Ce texte, cette musique vont tellement bien à ce moment où Jean Ferrat a décidé de tirer sa révérence à la veille, ironie de Chronos, d'élections dont je me demande ce qu'il en penserait.
Je l'ai découvert au tout début des années link1960, en vacances chez ma soeur Jacotte. Ils avaient un électrophone et quelques disques microsillons, comme on disait à l'époque. Parmi eux l'un des premiers disques sinon le premier, de Jean Ferrat.
Bien avant la montagne qui l'a propulsé à juste titre en tête des hit parades avec son poulet aux hormones et la vie de hlm et de boulot.
Chez Jacotte, j'ai passé en boucle jusqu'à chanter par coeur Les nomades (2).
Je l'ai ajouté au panthéon de mes chanteurs-poètes de ceux qui avaient quelque chose à dire, à dire et à déranger.
Il a rejoint dans ma liste Georges Brassens, Jacques Brel, Félix Leclerc, Juliette Gréco, plus tard Barbara.
Ses textes, sa voix, le sens resteront bien au delà de l'éphémère, comme les Tournesols (3) immortalisés par Van Gogh, à moins que ses enregistrements et ses paroles, captés par quelque grand argentier, les rejoigne "dans leur prison d'argent" (3) pour que des peuples ignorants et dociles ne sachent plus
" au fond de (leur) mémoire
Que c'est du coeur de la nuit noire
Qu'on peut voir l'aube se lever." (4)
(cliché pris dans le jardin d'un autre peintre, Claude Monnet, à Giverny en août 2008)
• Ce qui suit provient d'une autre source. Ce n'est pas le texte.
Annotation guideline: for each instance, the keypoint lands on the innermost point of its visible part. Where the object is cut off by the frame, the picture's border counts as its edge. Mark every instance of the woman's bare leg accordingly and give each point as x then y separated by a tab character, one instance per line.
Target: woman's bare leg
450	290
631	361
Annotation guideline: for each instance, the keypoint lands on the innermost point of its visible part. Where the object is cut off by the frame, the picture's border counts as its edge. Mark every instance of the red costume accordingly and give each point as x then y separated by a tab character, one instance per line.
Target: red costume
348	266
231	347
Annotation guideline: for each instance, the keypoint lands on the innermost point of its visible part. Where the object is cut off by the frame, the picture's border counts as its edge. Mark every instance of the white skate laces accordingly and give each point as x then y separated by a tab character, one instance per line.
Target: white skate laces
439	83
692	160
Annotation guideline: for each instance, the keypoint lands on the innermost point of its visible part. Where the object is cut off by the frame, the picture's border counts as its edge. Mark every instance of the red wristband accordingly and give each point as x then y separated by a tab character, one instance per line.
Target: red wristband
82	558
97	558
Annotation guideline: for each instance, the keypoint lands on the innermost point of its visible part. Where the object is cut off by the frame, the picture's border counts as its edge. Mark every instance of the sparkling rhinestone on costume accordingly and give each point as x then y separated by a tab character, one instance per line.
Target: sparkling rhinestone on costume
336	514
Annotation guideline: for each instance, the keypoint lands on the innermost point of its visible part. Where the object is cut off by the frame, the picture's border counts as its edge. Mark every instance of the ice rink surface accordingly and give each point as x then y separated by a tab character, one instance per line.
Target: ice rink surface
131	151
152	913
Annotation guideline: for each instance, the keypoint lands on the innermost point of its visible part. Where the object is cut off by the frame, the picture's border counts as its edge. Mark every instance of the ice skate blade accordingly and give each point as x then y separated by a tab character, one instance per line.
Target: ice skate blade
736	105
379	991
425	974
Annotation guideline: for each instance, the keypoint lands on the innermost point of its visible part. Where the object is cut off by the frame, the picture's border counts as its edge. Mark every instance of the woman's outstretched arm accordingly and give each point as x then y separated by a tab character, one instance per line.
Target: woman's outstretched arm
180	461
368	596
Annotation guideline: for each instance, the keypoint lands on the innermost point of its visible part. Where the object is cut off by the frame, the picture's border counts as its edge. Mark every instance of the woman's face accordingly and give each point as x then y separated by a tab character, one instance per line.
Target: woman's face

(1) Tu aurais pu vivre, paroles et musique de Jean Ferrat, 1991 productions Alléluia
(2) Les nomades paroles et musique de Jean Ferrat, début 1960, 2ème 45 tours (je crois mais n'en suis pas sûre)
(3) Les tournesols, paroles et musique de Jean Ferrat, 1991 productions Alléluia
(4) Le grillon, paroles et musique de Jean Ferrat, 1991 productions Alléluia
Et parce que le poète part aussi en cette quinzaine de la poésie, j'écoute ce soir en boucle aussi, la dernière plage de son CD de 1991, La paix sur terre :
"La force de la France elle est dans ses poètes
Qui taillent l'avenir au mois de mai des mots
Couvrez leurs yeux de cendre tranchez leur gorge ouverte
Vous n'étoufferez pas le chant du renouveau [...]
Nous ne voulons plus de guerre
Nous ne voulons plus de sang
Halte aux armes nucléaires
Halte à la course au néant
Devant tous les peuples frères
Qui s'en porteront garants
Déclarons la paix sur terre
Unilatéralement."
La paix sur terre, paroles et musique de Jean Ferrat, 1991, productions alléliua
Puissent de nombreux autres grillons re-naitre au printemps pour faire entendre des voix de sagesse et même de révolte lorsque l'indignation est nécessaire.
Merci poète, merci Jean Ferrat, en ton ultime saison.
Je l'ai découvert en mon printemps, il part en "son automne quand le temps s'est doucement défait", il a chanté la vie et le monde à toutes les saisons.
Je dédie cet hommage, in extrémis à la Communauté le casse tête de la semaine, pour son thème sur les quatre saisons, comme une métaphore des quatre âges de la vie, tous complémentaires et non concurrents.